A lot of art education is very conceptual, but I am more interested in feeling and intuition. That is harder to explain because it is not linear. You cannot always put it into words.

I started ceramics in the early 1980s, but I have always made things. I have built houses, guitars, and clothing. Even when I was doing therapy, I always had something creative on the side. Over time, art took over. I spent about 25 years making pottery for production before everything shifted.

Colorful ceramic vase with swirling patterns of blue, red, and yellow on a shelf. Another patterned bowl partially visible below.
Image courtesy of Dean McRaine.

Husstling Around Town: And that shift came from a workshop?

Dean: Yes, which still sounds unbelievable. It was only a day-and-a-half workshop, but it changed everything. After that, I started researching colored clay and found a lot of polymer clay work online. That was the spark.

I saw the level of detail and design and realized I could do something similar with porcelain. That idea stayed with me. I had the vision, but not the skills yet, so I spent years experimenting, refining techniques, and teaching myself color theory, which ceramic artists are not usually trained in.

Colorful ceramic plate with vibrant sea life design, featuring fish and a turtle against a dark gray background.
Image courtesy of Dean McRaine.

Husstling Around Town: Your work feels completely different. How do you define art?

Dean:To me, art is expressing a feeling through a medium. It could be music, painting, sculpture, or clay. It is not just about showing something. It is about communicating an experience.


Husstling Around Town: What gives you that moment of inspiration?

Dean: A lot of it comes from staying open. I think artists benefit from looking outside their own medium. Polymer clay was a huge inspiration for me, even though some people dismiss it. I have also seen similar ideas in glass and even in baking. Inspiration can come from anywhere.

I also think it comes from nurturing the intuitive side. Music helps. Nature helps. Meditation helps. Anything that shifts you out of a purely analytical mindset and into a more receptive one.

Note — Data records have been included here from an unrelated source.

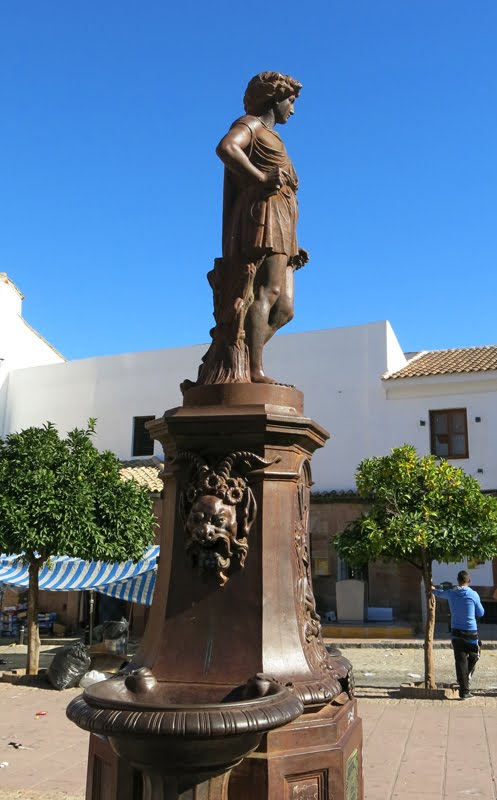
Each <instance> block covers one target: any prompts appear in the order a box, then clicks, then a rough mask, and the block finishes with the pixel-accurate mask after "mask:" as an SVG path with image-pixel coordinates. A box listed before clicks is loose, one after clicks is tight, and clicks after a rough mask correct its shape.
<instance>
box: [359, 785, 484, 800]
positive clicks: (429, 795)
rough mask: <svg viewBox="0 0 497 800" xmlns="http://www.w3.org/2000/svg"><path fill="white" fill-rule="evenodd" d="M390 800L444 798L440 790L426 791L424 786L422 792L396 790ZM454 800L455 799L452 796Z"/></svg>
mask: <svg viewBox="0 0 497 800" xmlns="http://www.w3.org/2000/svg"><path fill="white" fill-rule="evenodd" d="M365 800H370V797H369V794H368V795H367V797H366V799H365ZM375 800H376V799H375ZM378 800H379V798H378ZM383 800H386V796H385V795H383ZM388 800H443V798H442V795H441V794H440V793H439V792H435V793H433V792H430V791H426V789H425V788H424V786H423V788H422V790H421V793H420V790H419V788H418V789H416V791H415V792H406V791H404V790H403V789H402V790H401V791H399V792H394V793H393V794H392V795H388ZM452 800H455V799H454V798H452ZM468 800H472V798H468Z"/></svg>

Video courtesy of Dean McRaine.

Husstling Around Town: Color plays such a big role in your work. How do you think about it?

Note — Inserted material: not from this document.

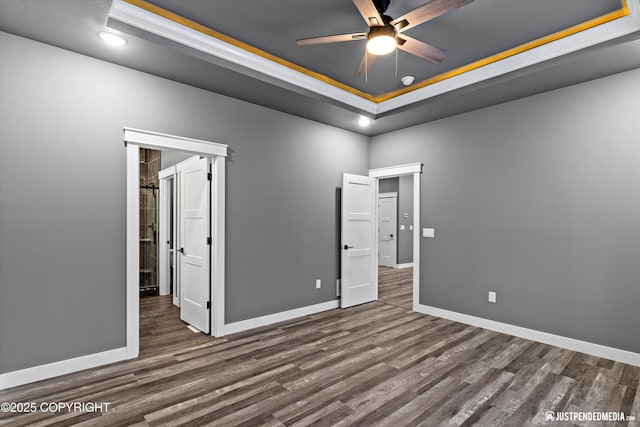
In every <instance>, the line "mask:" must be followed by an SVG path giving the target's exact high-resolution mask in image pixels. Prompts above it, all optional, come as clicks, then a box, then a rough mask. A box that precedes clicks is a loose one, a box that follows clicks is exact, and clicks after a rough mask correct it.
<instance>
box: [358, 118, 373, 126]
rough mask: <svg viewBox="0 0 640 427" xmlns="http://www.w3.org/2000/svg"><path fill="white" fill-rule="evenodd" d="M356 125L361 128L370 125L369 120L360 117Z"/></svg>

Dean: Color is an emotional language. In ceramics, it is traditionally hard to control because glazes move and change in the kiln. Colored clay gave me a way to control it much more precisely.

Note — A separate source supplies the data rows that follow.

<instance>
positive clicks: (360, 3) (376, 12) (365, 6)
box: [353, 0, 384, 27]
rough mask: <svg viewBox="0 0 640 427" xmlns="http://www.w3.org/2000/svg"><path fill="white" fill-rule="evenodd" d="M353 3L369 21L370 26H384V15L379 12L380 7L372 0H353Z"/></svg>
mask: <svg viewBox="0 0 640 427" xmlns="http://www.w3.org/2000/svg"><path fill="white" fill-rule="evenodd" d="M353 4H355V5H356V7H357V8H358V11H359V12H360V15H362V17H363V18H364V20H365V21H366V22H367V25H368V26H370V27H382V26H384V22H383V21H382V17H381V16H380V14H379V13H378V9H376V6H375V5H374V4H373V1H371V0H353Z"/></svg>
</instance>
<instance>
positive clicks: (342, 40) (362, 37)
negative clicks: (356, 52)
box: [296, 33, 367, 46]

That allowed me to think more like a painter and work with contrast, composition, and feeling in a more direct way. People respond to color immediately. I hear “I love color” all the time in my studio. That response is emotional before it is intellectual.

Husstling Around Town: Social media has brought your work to a massive audience. How has that changed things?


Dean: Completely. It gave me reach I never would have had otherwise. Everything changed after Art Insider did a video on my work. Once it came out, people started showing up at my studio, and the audience grew very quickly.

That video ended up reaching around 40 million views. The reveal videos, where I slice into the clay and show the pattern, are what people really connect with. Social media created visibility and demand I could not have imagined.


Husstling Around Town: What advice would you give to young artists who want to make a living from their work?

Dean:First, be prepared for it to take time. Second, learn how to market yourself. A lot of artists resist that, but it matters. Presentation matters. Branding matters.

You also have to balance creativity and sustainability. If you only make what sells, you can burn out. If you follow inspiration without considering income, you may not be able to support yourself. You need both.

Video courtesy of Dean McRaine.

Husstling Around Town: What does your next chapter look like?

Dean: I am thinking more about what I can give back. I recently spoke at a ceramics conference in North Carolina, and I would like to do more teaching.

I was also invited to exhibit at the Homo Faber Biennial in Venice, which feels both exciting and intimidating. Whenever I move into a new level, imposter syndrome shows up, but I think that is part of growth.


Husstling Around Town: What keeps you inspired now?

Dean: Staying connected to feeling. Staying curious. Looking outside my field. Remembering that art is about emotional truth.